In early June this year, a complete shutter-down strike was observed in most parts of Balochistan to protest against the killing of prominent Baloch intellectual Professor Ghulam Husain Saba Dashtiari, called “Baloch Noam Chomsky” in www.thebalochhal.com editorial. The strike call was given by Baloch National Front and was observed in Khuzdar, Kech, Pasni, Gwadar, Nushki, Panjgur, Hoshab, Tump, Mand and adjoining areas, suspending all trade and business activities. All major markets, banks and even chemists in these areas remained closed for the day. The University of Balochistan was also shut to mourn the killing. Prof Ghulam Hussain, commonly known as Saba Dashtiari, was gunned down in broad daylight in Quetta. Dashtiari was known for his affinity with Baloch nationalist groups and his anti-establishment views. The Ansarul Islam, a little-known militant organization, claimed responsibility for the murder. Its spokesperson, who identified himself as Saifullah, said that the group would target anyone it deemed anti-jihad.

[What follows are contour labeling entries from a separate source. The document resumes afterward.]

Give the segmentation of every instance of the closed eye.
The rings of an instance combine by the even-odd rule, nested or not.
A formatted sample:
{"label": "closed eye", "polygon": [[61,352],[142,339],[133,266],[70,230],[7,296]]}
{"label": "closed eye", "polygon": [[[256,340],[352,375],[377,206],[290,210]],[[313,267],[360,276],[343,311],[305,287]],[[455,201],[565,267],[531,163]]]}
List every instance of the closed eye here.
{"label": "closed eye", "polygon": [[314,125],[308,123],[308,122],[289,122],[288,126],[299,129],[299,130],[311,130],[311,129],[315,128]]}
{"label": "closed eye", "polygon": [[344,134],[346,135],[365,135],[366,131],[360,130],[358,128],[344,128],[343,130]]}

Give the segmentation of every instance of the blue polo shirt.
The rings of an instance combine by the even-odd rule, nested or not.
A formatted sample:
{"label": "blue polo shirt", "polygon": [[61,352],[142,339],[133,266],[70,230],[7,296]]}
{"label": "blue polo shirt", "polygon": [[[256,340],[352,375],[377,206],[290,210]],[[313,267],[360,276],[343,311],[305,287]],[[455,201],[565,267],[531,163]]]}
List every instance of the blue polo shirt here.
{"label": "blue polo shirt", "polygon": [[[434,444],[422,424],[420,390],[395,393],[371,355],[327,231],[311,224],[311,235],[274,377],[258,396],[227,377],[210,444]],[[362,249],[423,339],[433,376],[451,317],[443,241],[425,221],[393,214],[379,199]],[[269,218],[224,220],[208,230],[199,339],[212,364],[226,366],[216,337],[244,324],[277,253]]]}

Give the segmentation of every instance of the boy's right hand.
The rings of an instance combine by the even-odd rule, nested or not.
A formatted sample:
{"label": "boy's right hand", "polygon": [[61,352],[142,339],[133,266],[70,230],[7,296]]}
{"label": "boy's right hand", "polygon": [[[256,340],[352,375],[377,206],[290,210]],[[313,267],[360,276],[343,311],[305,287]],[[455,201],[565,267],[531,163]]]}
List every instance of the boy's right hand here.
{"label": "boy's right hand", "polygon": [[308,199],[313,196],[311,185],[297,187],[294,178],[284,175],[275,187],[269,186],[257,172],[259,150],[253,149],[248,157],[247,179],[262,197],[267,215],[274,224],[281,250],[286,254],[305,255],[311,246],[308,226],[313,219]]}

Dashtiari became an active member of the Baloch nationalist movement in 2007 because of the dramatic increase in numbers of ‘missing’ persons and army operation. He attended gatherings of the Baloch Republican Party, the Baloch Students Organisation and Baloch National Front. He was often a keynote speaker at demonstrations and seminars arranged by these groups. He blamed the military and the intelligence agencies for torturing and killing Baloch activists and even refused a presidential award from former president Pervez Musharraf in protest against the violation of human rights in Balochistan.
Teachers, professors, and school administrators have found their lives increasingly under threat in Balochistan. Between January 2008 and October 2010, suspected militant groups or agencies targeted and killed at least 22 teachers and other education personnel in the province. The Human Rights Watch laments that the most affected ethnic group currently is the Baloch because it is they who are losing teachers. It is their children whose education is affected, and it is their future that is at stake.

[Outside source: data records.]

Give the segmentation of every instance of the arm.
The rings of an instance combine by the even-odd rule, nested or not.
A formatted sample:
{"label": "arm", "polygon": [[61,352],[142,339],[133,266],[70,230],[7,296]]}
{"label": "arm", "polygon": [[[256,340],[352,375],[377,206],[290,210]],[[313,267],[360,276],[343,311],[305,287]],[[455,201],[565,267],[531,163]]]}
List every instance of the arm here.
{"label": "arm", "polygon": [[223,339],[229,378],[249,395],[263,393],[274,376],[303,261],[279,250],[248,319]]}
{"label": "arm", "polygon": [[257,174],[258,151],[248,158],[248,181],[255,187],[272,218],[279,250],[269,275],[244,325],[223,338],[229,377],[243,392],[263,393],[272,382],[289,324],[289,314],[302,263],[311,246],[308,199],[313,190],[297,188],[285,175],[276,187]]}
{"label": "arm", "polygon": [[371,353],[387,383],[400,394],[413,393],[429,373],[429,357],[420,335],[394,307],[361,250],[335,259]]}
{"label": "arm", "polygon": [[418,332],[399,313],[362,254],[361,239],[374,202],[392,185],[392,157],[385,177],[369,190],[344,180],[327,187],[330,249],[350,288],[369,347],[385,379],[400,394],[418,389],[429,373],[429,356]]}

The net result of the dirty wars in Balochistan is that despite being rich in gas, oil and other minerals, the province stands out with the worst social indicators. According to the World Bank, it scores lowest in 10 key indicators for education, literacy, health, water and sanitation for 2006-07. Poverty in Balochistan has risen and “become statistically indistinguishable from that in NWFP, the province with traditionally the highest measured poverty.”
The very unfortunate situation in Balochistan, however, seem to have raised little concern in other parts of the country. The ethnic media appears more concerned about the ‘ghairat business’ or events occurred in Karachi or Islamabad. Ali Dayan Hasan of Human Rights Watch concludes in an interview that the Pakistani media does not report on the brutal realities of Balochistan in any meaningful manner…Its people suffer from persistent, systematic and widespread human rights abuse both by state authorities and at the hands of non-state actors.